なぜ我々は凍てつく冬から抜け出したのか? その理由はストーリーの転換にある。ウォール街は、ETFを通じた数十億ドルの投資について語り、大々的に参入してきている。大手金融機関がやってきて、暗号資産を投資家にとってより安全で透明性の高いものにし、暗号資産を窮地から救ってくれるというストーリーを紡いでいる。

現在の焦点はどこにあるのだろうか? ETF、セキュリティ・トークン(デジタル証券)、ステーブルコインのような、より広範で持続可能なプロダクトを構築する、よりしっかりと規制を受けた暗号資産取引所だ。パンデミック中に見られたミームコインやNFTの上昇のような、内輪で盛り上がったジョークのような投機商品ではない。

このシフトは、メインストリーム金融の代替という暗号資産本来の理念から逸脱するとして、一部の人の怒りを買うかもしれない。しかし、そのおかげで再び盛り上がりを見せていることは確かだ。

そして、これを後押ししているのはウォール街だけではない。ブラックロック(BlackRock)のラリー・フィンク(Larry Fink)CEOの「クオリティへの逃避」というコメントが示唆するように、アメリカの利上げサイクルの終焉の可能性、中東の緊張、長期的なインフレ懸念といったマクロ的要因が、投資家を暗号資産を含むより安全な避難先資産(安全資産)へと向かわせている。

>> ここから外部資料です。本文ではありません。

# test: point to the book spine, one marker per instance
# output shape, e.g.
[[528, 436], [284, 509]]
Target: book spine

フィンク氏のように、かつては暗号資産懐疑論者だった人物が、今や全国ネットのテレビでビットコインを称賛しているのだから、おかしな話だ。

現在地

現在、深い「暗号資産の冬」から抜け出したと仮定すると、この新しいサイクルで我々はどこにいるのだろうか? CoinDesk Bitcoin Price Index(XBX)を使用した過去のビットコインサイクルの分析から、次のサイクルの高値に向かっている可能性があることがわかる。

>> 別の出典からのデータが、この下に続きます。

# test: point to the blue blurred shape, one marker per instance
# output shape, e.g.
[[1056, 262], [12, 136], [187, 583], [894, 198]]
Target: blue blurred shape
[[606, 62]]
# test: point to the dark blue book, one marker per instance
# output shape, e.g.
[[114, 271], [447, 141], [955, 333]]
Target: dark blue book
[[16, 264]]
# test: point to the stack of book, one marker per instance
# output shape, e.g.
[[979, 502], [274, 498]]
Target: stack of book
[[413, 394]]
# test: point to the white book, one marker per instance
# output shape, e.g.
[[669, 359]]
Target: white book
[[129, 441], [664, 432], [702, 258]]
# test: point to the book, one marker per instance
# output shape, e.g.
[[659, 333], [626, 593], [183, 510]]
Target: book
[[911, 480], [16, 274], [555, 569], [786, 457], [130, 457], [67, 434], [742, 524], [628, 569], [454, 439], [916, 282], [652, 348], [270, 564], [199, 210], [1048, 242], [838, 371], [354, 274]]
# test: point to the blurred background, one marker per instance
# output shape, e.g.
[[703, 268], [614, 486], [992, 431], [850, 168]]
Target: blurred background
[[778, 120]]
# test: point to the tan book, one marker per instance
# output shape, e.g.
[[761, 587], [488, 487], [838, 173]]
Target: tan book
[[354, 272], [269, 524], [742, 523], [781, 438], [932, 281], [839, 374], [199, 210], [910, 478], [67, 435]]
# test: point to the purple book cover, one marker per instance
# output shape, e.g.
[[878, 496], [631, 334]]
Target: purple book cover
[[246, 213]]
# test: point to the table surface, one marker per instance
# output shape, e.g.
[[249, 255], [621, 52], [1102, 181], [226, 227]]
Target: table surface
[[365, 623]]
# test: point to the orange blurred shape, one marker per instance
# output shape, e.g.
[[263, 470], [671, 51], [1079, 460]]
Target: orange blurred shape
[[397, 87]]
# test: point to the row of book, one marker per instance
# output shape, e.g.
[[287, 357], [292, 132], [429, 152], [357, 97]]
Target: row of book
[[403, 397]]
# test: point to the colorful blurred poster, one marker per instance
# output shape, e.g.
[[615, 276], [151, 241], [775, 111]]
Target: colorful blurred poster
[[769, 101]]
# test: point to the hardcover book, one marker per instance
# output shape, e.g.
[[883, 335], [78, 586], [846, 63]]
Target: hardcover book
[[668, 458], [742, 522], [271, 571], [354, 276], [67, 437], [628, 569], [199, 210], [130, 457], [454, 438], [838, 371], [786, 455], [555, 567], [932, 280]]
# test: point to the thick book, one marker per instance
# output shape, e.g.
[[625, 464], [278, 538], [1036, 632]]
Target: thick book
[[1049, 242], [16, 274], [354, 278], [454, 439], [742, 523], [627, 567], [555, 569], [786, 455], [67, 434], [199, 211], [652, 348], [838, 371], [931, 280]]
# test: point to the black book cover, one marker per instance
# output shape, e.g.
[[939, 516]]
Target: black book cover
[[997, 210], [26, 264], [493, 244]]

過去のサイクルの平均から、前のサイクルの安値と新しいサイクルの高値の間には約700日あり、ドローダウンはサイクル全体で平均マイナス80%程度となっている。

2022年11月21日が前のサイクルの安値だったと仮定すると、2024年第3四半期に新しいサイクルの高値が来ることを意味し、新しい高値は前のサイクルの高値(2021年11月9日にビットコインは史上最高値6万7000ドルを記録)を2~7倍となる。ただし、ビットコインサイクルの少ないサンプルの平均が維持され、歴史が繰り返されると仮定しての話だ。

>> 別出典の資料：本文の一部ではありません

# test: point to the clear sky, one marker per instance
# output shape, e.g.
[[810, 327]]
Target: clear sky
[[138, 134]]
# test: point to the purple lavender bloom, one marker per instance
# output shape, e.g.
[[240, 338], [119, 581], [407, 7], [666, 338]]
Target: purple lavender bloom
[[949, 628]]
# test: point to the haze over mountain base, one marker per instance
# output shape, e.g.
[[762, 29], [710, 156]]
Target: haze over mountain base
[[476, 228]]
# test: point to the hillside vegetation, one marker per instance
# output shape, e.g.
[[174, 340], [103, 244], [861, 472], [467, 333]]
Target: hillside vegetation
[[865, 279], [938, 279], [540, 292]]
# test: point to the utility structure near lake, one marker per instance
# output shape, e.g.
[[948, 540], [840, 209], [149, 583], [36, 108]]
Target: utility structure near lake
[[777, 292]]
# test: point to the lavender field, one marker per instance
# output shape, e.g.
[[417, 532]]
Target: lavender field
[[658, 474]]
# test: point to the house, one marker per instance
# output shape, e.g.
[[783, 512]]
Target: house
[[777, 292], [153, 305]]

ビットコインの価格サイクル(CoinDesk Indices)

サイクル分析の大きな「ただし書き」を忘れてはならないが、より広範な機関投資家への普及というストーリーと有利なマクロ経済的背景を支えに我々は再び「暗号資産の冬」を脱したようだ。

このホリデーシーズンは、本当に感謝できる展開になりそうだ。